Vieles verwirrt einen Laien auf der Bread & Butter. Manches beunruhigt. Aber eins überwiegt deutlich: Faszination für diese ganz eigene Welt, diese wuselnden Massen, die hier Geschäfte machen und dabei so entspannt aussehen und herzlich untereinander. Wenn diese Leute entscheiden, was nächstes Jahr in ist und was out, kann 2012 nicht so schlecht werden.

Am Stand von Antique Rivet wartet ein alter Bekannter. Man erkennt ihn erst nicht, mit seinen hochgegelten Haaren und seinem arg weit aufgeknöpftem Hemd. Aber wenn er die gigantische Sonnenbrille abnimmt, dann guckt einen Marc Terenzi an. Der Popsänger. Sarah Connors Ex. Jawohl, er mache jetzt Mode, sagt Terenzi. Als Partner bei Antique Rivet. Er habe gemerkt, wie scheußlich er in seinen alten Musikvideos gekleidet war.
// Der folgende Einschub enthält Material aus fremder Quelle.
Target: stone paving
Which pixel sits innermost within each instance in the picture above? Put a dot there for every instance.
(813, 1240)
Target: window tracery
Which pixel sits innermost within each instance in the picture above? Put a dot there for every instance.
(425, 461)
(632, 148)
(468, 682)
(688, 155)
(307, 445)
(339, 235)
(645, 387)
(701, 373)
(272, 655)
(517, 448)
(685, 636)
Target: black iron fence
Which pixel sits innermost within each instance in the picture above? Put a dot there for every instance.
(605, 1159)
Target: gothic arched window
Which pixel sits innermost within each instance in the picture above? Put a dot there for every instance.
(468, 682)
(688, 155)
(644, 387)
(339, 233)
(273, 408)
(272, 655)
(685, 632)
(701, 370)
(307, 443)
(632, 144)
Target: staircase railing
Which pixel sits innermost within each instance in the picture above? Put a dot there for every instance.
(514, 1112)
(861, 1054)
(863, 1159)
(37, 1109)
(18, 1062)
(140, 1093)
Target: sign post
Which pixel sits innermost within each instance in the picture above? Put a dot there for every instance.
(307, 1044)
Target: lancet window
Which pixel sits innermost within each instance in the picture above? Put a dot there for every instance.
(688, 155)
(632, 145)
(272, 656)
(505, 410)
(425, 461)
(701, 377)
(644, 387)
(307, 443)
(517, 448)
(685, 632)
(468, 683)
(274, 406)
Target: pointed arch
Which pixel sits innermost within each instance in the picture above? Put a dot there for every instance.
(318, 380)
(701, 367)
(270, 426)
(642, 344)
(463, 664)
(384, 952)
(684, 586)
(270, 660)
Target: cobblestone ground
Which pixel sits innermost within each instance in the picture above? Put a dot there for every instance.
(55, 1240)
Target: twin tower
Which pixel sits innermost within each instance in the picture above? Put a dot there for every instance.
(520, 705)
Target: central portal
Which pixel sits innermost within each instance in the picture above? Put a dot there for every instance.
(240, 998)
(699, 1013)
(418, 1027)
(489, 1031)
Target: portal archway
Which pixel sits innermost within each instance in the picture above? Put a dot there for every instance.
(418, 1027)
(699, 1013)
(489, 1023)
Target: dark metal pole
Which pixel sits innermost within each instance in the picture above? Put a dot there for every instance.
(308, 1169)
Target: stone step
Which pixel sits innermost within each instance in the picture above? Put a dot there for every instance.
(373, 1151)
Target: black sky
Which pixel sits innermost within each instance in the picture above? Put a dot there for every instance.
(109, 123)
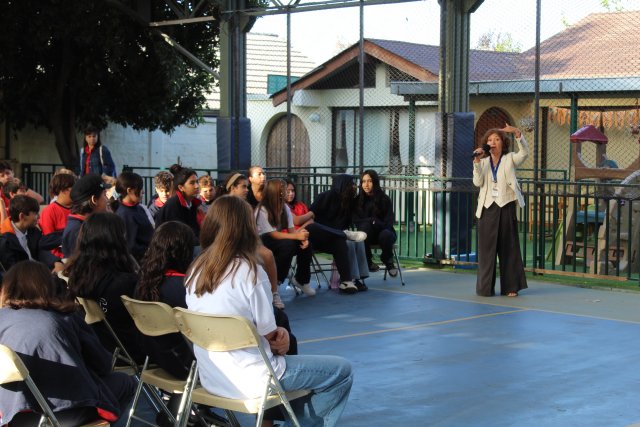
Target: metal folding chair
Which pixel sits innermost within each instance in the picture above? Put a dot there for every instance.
(227, 333)
(156, 319)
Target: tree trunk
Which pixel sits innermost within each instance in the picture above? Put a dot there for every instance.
(63, 114)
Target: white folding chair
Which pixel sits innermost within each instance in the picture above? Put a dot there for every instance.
(12, 369)
(156, 319)
(93, 314)
(227, 333)
(317, 269)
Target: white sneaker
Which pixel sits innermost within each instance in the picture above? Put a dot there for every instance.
(277, 301)
(305, 289)
(348, 287)
(356, 236)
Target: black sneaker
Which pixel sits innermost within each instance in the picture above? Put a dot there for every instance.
(392, 270)
(360, 285)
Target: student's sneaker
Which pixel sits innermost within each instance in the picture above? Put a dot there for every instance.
(356, 236)
(277, 301)
(305, 289)
(391, 269)
(348, 287)
(360, 285)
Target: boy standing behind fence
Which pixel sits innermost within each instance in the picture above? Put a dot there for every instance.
(163, 182)
(53, 218)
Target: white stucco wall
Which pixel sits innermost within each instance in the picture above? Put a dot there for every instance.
(194, 146)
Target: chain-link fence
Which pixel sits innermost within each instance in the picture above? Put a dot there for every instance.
(355, 103)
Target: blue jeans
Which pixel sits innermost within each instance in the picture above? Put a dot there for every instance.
(329, 377)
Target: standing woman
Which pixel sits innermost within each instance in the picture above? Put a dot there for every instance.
(95, 157)
(61, 352)
(184, 206)
(495, 174)
(374, 216)
(101, 269)
(257, 181)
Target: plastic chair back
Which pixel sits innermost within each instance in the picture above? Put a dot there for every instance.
(216, 333)
(152, 318)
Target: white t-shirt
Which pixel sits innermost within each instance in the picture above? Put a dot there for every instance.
(238, 374)
(262, 220)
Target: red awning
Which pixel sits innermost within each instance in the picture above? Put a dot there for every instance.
(589, 133)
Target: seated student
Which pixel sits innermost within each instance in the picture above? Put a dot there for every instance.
(163, 182)
(21, 236)
(273, 216)
(88, 195)
(13, 188)
(6, 175)
(184, 206)
(53, 218)
(63, 355)
(334, 208)
(137, 221)
(236, 185)
(227, 279)
(102, 268)
(374, 216)
(342, 244)
(162, 273)
(207, 192)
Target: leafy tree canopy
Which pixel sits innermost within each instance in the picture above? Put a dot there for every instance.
(67, 63)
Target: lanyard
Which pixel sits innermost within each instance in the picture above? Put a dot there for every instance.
(494, 171)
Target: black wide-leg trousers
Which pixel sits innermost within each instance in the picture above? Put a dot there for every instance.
(498, 236)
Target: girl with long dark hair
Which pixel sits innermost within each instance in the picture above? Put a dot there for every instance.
(227, 279)
(102, 268)
(63, 355)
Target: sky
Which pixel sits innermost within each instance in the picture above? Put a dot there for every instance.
(322, 34)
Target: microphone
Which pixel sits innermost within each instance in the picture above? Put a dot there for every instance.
(485, 151)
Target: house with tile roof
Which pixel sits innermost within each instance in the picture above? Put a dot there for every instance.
(591, 68)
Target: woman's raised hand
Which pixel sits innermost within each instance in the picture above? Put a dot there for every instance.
(512, 129)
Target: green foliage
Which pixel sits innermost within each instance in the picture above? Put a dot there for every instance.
(501, 42)
(66, 63)
(612, 4)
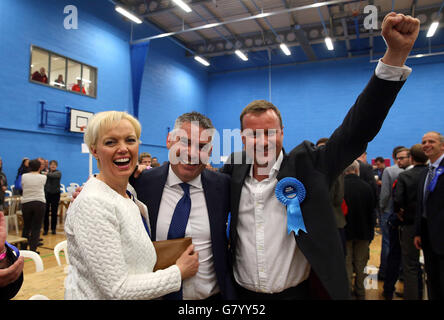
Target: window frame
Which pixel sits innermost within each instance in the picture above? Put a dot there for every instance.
(50, 53)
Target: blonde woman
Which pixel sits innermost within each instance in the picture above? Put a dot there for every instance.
(110, 251)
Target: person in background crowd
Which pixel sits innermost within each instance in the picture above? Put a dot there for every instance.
(145, 160)
(378, 170)
(24, 168)
(405, 205)
(59, 81)
(386, 207)
(77, 86)
(40, 76)
(402, 157)
(33, 204)
(110, 251)
(154, 162)
(11, 268)
(43, 165)
(429, 221)
(52, 195)
(3, 185)
(359, 229)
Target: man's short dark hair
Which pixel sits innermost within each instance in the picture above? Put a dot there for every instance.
(396, 150)
(379, 159)
(418, 154)
(34, 165)
(401, 150)
(260, 106)
(321, 141)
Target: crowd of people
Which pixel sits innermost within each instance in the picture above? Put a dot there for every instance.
(312, 210)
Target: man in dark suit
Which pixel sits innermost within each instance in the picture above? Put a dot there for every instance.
(405, 203)
(268, 262)
(359, 230)
(430, 214)
(161, 189)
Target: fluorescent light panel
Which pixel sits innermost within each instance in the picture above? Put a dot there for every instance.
(128, 15)
(202, 60)
(285, 49)
(432, 29)
(241, 55)
(329, 43)
(183, 5)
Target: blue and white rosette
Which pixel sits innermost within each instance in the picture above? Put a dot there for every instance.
(291, 192)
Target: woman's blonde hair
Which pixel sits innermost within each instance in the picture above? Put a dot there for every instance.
(103, 121)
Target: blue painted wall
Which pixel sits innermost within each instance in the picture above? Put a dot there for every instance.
(172, 84)
(314, 97)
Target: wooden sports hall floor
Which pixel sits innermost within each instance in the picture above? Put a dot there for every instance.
(50, 240)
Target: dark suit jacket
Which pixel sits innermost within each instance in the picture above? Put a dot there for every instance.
(9, 291)
(405, 194)
(435, 213)
(149, 187)
(360, 200)
(317, 168)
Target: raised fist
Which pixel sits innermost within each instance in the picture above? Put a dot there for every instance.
(400, 33)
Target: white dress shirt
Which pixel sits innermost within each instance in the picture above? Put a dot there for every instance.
(204, 283)
(267, 257)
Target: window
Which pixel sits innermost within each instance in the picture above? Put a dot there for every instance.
(63, 73)
(39, 65)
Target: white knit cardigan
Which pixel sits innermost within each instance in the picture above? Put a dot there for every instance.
(110, 253)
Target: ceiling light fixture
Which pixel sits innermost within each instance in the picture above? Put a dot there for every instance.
(285, 49)
(128, 15)
(241, 55)
(183, 5)
(432, 29)
(329, 43)
(202, 60)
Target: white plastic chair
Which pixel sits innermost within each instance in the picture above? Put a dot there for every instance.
(35, 257)
(13, 202)
(39, 297)
(74, 184)
(70, 190)
(61, 246)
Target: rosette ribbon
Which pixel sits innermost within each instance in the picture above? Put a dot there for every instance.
(291, 192)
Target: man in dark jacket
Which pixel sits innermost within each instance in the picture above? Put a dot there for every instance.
(404, 204)
(430, 214)
(359, 230)
(52, 195)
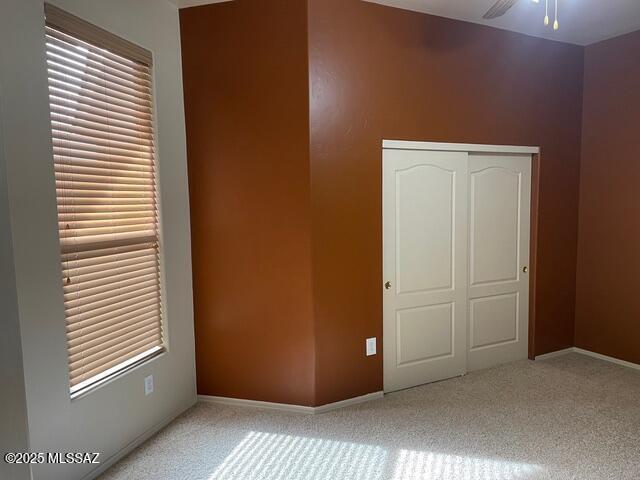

Und jetzt habe er viele „crazy, creative ideas“ für Jeans. Im Moment muss er noch viel über die Branche lernen, sagt er. Zum Beispiel die Sache mit „stone washed“. Er habe nie gedacht, dass das wörtlich zu nehmen ist. Dass sie wirklich Steine zu den Textilien in die Wäsche legen. „Aber weißt Du was? Genau das tun sie“, sagt Terenzi und grinst. Er ahnt nicht, wie sehr sein Gegenüber ihn versteht. Herzliche Verabschiedung, viel Glück, Marc, bis bald. Und schnell nochmal bei Calvin Klein vorbei.